- Chairperson: Jón Gnarr
- Vice-chairperson: Heiða Kristín Helgadóttir
- Founder: Jón Gnarr
- Founded: 16 November 2009
- Dissolved: 16 June 2014
- Headquarters: Laugavegur 40a, Reykjavík
- National affiliation: Bright Future (2014)
- International affiliation: Pirate Parties International (observer)
- Colours: Blue / Pink

= Best Party =

Political party in Iceland

The Best Party (Besti flokkurinn) was an Icelandic political party founded by Jón Gnarr on 16 November 2009. The party contested the 2010 city council election in Reykjavík and won a plurality on the Reykjavík City Council, receiving 34.7% of the vote, defeating the Independence Party which received 33.6%. It was an observer member of the International Pirate Party, but not associated with the Pirate Party Iceland. Jón Gnarr announced that the party was to be dissolved after he stepped down as mayor after the upcoming local elections in May 2014. Many of the Best Party's members joined Bright Future, while Jón himself stopped political participation.

The founder and chairman of the party was the former Mayor of Reykjavík Jón Gnarr. The party was founded several months after the Icelandic parliamentary election in 2009, and was closely related to the national Bright Future party, led by MP and Best Party Vice President Heiða Kristín Helgadóttir.
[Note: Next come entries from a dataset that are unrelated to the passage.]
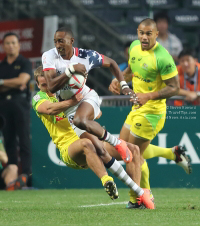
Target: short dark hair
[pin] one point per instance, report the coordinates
(66, 30)
(187, 52)
(127, 44)
(147, 22)
(38, 72)
(161, 15)
(10, 34)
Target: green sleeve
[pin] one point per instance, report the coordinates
(39, 97)
(166, 65)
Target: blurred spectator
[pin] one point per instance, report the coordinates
(15, 73)
(189, 76)
(170, 41)
(9, 179)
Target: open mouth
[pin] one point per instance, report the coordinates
(145, 44)
(61, 49)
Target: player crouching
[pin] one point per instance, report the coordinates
(75, 152)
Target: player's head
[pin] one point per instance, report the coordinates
(40, 79)
(187, 59)
(162, 22)
(63, 40)
(11, 44)
(147, 33)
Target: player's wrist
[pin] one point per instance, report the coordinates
(69, 71)
(124, 85)
(1, 82)
(153, 96)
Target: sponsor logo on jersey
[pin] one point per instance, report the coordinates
(36, 97)
(17, 67)
(58, 118)
(145, 66)
(142, 79)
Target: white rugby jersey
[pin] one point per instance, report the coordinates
(52, 60)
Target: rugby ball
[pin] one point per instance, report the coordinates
(76, 81)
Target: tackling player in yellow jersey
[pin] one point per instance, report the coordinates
(154, 79)
(81, 153)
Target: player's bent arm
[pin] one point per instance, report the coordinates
(55, 82)
(21, 80)
(50, 108)
(127, 73)
(108, 62)
(3, 157)
(171, 89)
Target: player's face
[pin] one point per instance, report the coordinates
(11, 45)
(162, 26)
(63, 43)
(188, 64)
(42, 84)
(147, 36)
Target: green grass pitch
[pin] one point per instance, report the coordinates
(93, 207)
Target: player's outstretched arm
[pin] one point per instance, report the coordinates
(3, 157)
(171, 89)
(50, 108)
(55, 82)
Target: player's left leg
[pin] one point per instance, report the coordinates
(116, 168)
(81, 154)
(87, 111)
(11, 179)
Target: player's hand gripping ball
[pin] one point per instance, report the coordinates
(76, 81)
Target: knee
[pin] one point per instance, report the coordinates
(79, 121)
(87, 146)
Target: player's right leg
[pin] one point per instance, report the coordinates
(117, 169)
(11, 178)
(82, 152)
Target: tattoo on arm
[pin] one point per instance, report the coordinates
(127, 74)
(171, 89)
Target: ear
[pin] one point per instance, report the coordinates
(157, 33)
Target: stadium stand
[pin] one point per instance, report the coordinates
(116, 19)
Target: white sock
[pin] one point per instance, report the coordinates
(117, 169)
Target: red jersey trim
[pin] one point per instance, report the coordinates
(76, 51)
(47, 69)
(58, 118)
(102, 59)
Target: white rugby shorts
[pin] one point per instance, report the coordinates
(93, 99)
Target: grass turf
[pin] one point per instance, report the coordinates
(73, 207)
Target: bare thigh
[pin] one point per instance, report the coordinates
(124, 133)
(76, 152)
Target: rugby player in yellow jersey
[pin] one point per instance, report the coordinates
(154, 79)
(81, 153)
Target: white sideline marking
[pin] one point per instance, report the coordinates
(108, 204)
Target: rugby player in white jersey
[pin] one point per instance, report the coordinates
(64, 60)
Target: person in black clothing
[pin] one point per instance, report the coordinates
(15, 73)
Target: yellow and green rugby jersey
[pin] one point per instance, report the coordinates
(149, 69)
(58, 126)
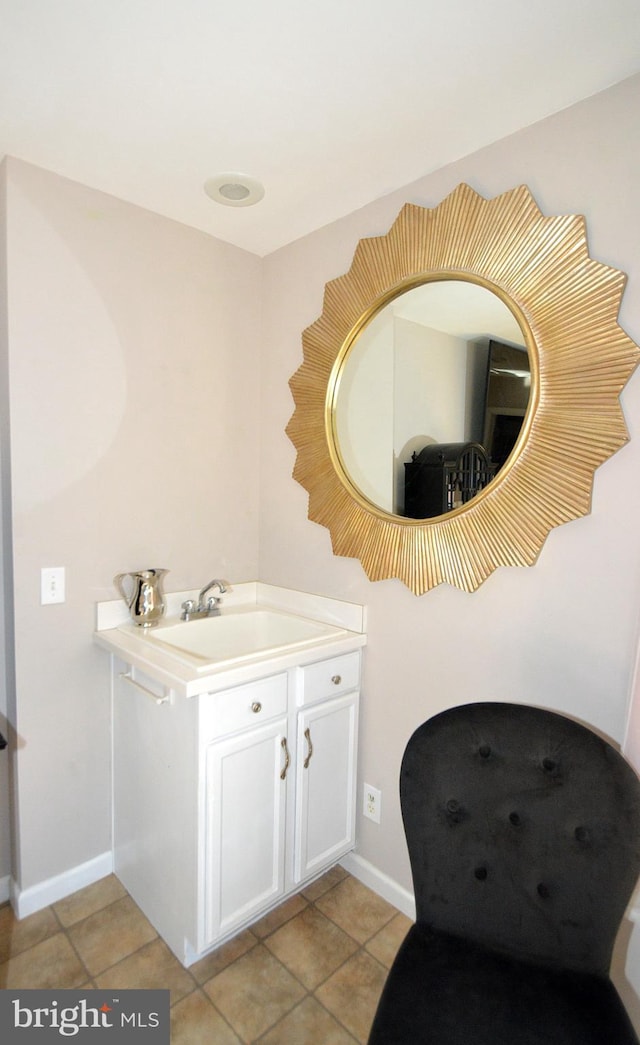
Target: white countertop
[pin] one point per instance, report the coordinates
(116, 633)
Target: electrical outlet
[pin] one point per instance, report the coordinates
(371, 804)
(51, 585)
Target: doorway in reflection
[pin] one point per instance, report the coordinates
(443, 366)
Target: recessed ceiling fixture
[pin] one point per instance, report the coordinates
(234, 189)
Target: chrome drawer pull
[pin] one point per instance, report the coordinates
(287, 758)
(311, 748)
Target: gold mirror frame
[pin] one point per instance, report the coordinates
(567, 305)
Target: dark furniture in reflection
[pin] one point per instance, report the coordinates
(442, 477)
(523, 830)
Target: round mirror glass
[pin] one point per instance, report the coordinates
(430, 398)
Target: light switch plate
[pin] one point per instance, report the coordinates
(51, 585)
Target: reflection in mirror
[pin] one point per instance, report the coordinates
(430, 398)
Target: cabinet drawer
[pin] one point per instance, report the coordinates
(243, 706)
(328, 678)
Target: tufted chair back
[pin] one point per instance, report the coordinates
(523, 830)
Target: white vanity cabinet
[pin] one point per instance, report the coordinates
(228, 802)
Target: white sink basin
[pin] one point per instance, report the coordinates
(211, 641)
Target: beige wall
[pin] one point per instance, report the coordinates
(143, 433)
(562, 633)
(134, 372)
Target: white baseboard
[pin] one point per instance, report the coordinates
(27, 901)
(381, 883)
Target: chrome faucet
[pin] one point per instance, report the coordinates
(190, 610)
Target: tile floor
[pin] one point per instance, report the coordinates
(310, 973)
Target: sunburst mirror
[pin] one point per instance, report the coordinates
(370, 451)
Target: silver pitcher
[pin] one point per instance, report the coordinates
(144, 598)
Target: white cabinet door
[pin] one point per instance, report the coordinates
(325, 802)
(245, 816)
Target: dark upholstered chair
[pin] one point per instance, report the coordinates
(523, 830)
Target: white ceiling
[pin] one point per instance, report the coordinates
(330, 103)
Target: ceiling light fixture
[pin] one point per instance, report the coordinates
(234, 189)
The party's initial success is seen as a backlash against establishment parties in the wake of Iceland's 2008–2011 financial crisis.

==History==
The Best Party was founded in late 2009 by Jón Gnarr, an Icelandic actor, comedian and writer. Originally a joke party, it stated from the beginning that it would not honour any of its election promises. It claimed all other parties were secretly corrupt, and promised to be openly corrupt. Among its original goals was to satirize common themes in Icelandic politics, partly by mimicking the standard phrases, idioms and jargon used by Icelandic politicians.

After its electoral success in Reykjavík in 2010, the Best Party became more serious. It began to show a genuine interest in governing, and took a left-wing stance on many issues. Jón Gnarr identifies as an anarchist, but the party as a whole was closer to the centre-left.

Since its founding, the Best Party developed into a full-grown political party with its own independent agenda. The theme song of the Best Party was The Best, by Tina Turner. Prior to the 2010 election, the party published a new version of the song with new, Iceland-specific lyrics. A music video was also made, featuring Ágústa Eva Erlendsdóttir.

In late 2012 the party founded Bright Future, with independent MP Guðmundur Steingrímsson, in order to contest the 2013 national parliamentary election. Jón Gnarr, by then Mayor of Reykjavík, and Óttarr Proppé, a Reykjavík City Councilman, were candidates for the new party in that election. The Best Party's Managing Director Heiða Kristín Helgadóttir is also the chairwoman of Bright Future.

==Party platform==

1. To help the households in the country: Family is the best thing in society. Governments need to meet the needs and demands of households. An ironclad shield wall needs to be raised around the households in this country. Icelandic households deserve only the best.
2. To improve the quality of life of the Less Fortunate: We want the best of everything for this bunch and therefore offer free access to buses and swimming pools so you can travel around Reykjavik and be clean even if you're poor or there's something wrong with you.
3. Stop corruption: We promise to stop corruption. We'll accomplish this by participating in it openly.
4. Equality: Everyone deserves the best regardless of who they are and where they come from. We will do our best for everyone so that everyone can be together on the best team.
5. Increase transparency: It is best to have everything aboveboard so that the general public knows what is going on. We say we support that.
6. Effective democracy: Democracy is pretty good, but an effective democracy is best. That's why we want it.
7. Cancel all debts: We listen to the nation and do as it wishes because the nation knows what's best for itself.
8. Free bus rides for students and disabled people: We can offer more free things than any other party because we aren't going to follow through with it. We could say whatever we want. For example, free flights for women or free cars for people who live in rural areas. It's all the same.
9. Free dental services for children and handicapped people: This is something that is lacking, and we definitely want to take part in promising it.
10. Free access to swimming pools for everyone and free towels: This is something that everyone should fall for, and it's the election promise we're most proud of.
11. Take those responsible for the economic collapse to court: Felt we had to include this.
12. Complete equality of the sexes
13. Listen more to women and old people: This bunch gets listened to far too little. It's as if everyone thinks they are just complaining or something. We're going to change that.

==Election 2010==

The party's first endeavor in politics was to present a list of candidates for the local election in Reykjavík in 2010. Its platform included free towels in all city swimming pools, a polar bear for the city zoo, a Disneyland at Vatnsmýri park, and a drug-free national parliament (Althing) by 2020. The party won six of the 15 seats on the Reykjavík City Council, and governed the city alongside the Social Democratic Alliance as the senior coalition partner.